How do valve tags work with a LOTO system?

Valve tags are a great resource in most facilities and provide a lot of safety benefits. While most of the time they will be installed as a permanent source of information about the valves they are attached to, they can also be used as part of a lockout/tagout program. This can help to keep employees who are working with or around hazardous pipes and valves safe.

What is the lockout/tagout procedure?

Lockout/tagout is commonly associated with electrical systems. The system is invoked whenever someone needs to perform work on a machine that could be dangerous. They will physically remove all power sources to the machine, place a lock on the power source so that it can’t be restored accidentally, and then add a tag to that lock to alert people to why it is in place. Facilities that use this safety standard find a dramatic reduction in the risks for those working in these areas.

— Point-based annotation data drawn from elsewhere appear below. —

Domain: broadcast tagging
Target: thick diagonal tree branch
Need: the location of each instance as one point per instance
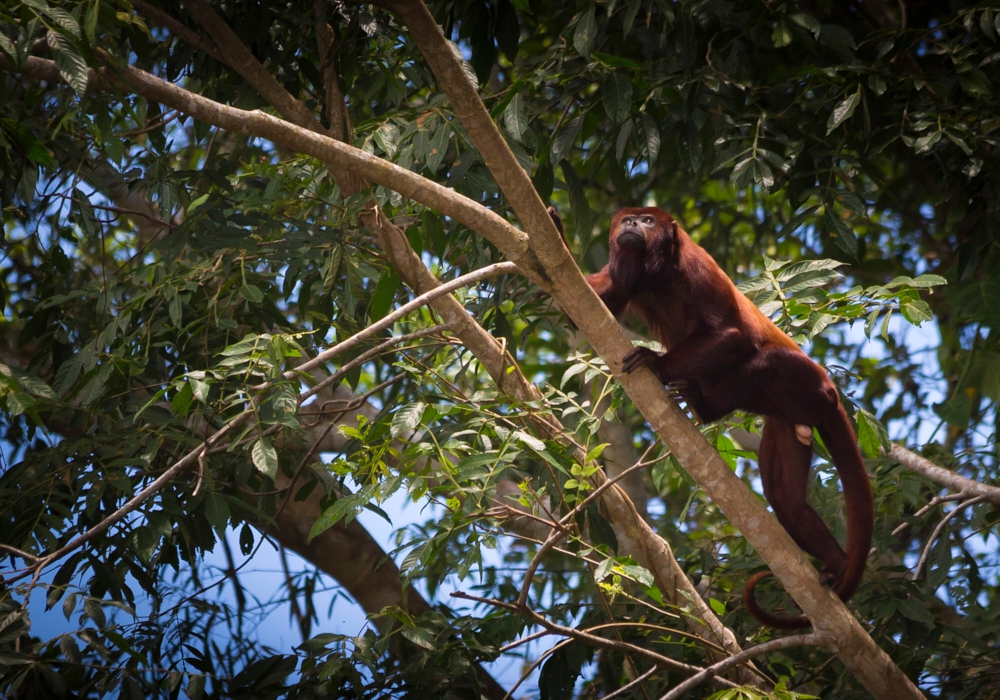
(635, 536)
(630, 527)
(855, 648)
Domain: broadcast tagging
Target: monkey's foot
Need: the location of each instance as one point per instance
(803, 433)
(639, 357)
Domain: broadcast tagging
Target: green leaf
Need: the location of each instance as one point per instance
(562, 144)
(629, 19)
(916, 311)
(252, 293)
(623, 134)
(928, 281)
(586, 33)
(617, 97)
(418, 637)
(600, 530)
(197, 202)
(872, 435)
(915, 610)
(806, 21)
(843, 235)
(842, 112)
(603, 569)
(265, 457)
(515, 118)
(91, 21)
(31, 384)
(383, 295)
(578, 202)
(652, 133)
(782, 35)
(406, 419)
(64, 20)
(639, 573)
(438, 147)
(217, 511)
(71, 65)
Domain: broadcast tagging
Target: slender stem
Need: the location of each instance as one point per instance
(818, 639)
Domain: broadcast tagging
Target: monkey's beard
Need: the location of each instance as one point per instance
(628, 267)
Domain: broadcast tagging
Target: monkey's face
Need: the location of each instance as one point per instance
(641, 244)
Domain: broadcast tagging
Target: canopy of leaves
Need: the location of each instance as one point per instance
(162, 280)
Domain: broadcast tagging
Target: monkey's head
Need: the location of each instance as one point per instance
(642, 243)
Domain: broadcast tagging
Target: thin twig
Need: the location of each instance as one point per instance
(366, 356)
(818, 639)
(631, 684)
(387, 321)
(136, 501)
(592, 639)
(560, 529)
(937, 531)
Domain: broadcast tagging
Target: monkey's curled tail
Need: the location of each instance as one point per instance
(859, 504)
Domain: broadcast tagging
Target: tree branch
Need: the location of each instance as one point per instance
(856, 649)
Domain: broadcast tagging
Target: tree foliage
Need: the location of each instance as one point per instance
(165, 281)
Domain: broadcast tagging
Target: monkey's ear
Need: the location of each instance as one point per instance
(558, 222)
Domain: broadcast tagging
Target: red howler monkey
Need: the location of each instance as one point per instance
(724, 354)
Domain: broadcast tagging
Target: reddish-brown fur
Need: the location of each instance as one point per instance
(724, 354)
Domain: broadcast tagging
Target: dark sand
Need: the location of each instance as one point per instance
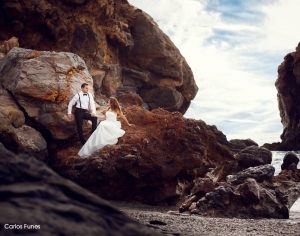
(168, 221)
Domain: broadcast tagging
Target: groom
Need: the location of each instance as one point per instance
(84, 101)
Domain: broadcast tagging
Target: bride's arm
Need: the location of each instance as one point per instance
(101, 117)
(125, 119)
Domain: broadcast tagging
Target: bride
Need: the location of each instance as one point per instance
(107, 132)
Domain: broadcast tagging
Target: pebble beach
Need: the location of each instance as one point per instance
(168, 221)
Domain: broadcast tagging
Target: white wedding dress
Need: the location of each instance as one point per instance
(107, 132)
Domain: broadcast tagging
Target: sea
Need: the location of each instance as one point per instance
(277, 156)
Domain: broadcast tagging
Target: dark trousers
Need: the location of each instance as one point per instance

The lockout/tagout system can also be used on valves that control potentially hazardous solutions or gasses. When someone needs to work in a machine that uses hot steam, for example, it is important to ensure the valve to release the hot steam is not opened while the person is in the area. To help prevent this possibility, they would close the valve, lock it in place, and then use a valve tag to alert everyone to the reason why it is locked closed.

In most cases the valve tags used for this type of program will be made out of paper or cardboard since they will only be in place for a short amount of time. In addition, the whole time that this type of tag needs to be used, the valves will be closed so there is little risk of it getting damaged. Implementing a lockout/tagout program (for both electrical systems and pipe valves) is a great way to improve the overall safety of a facility.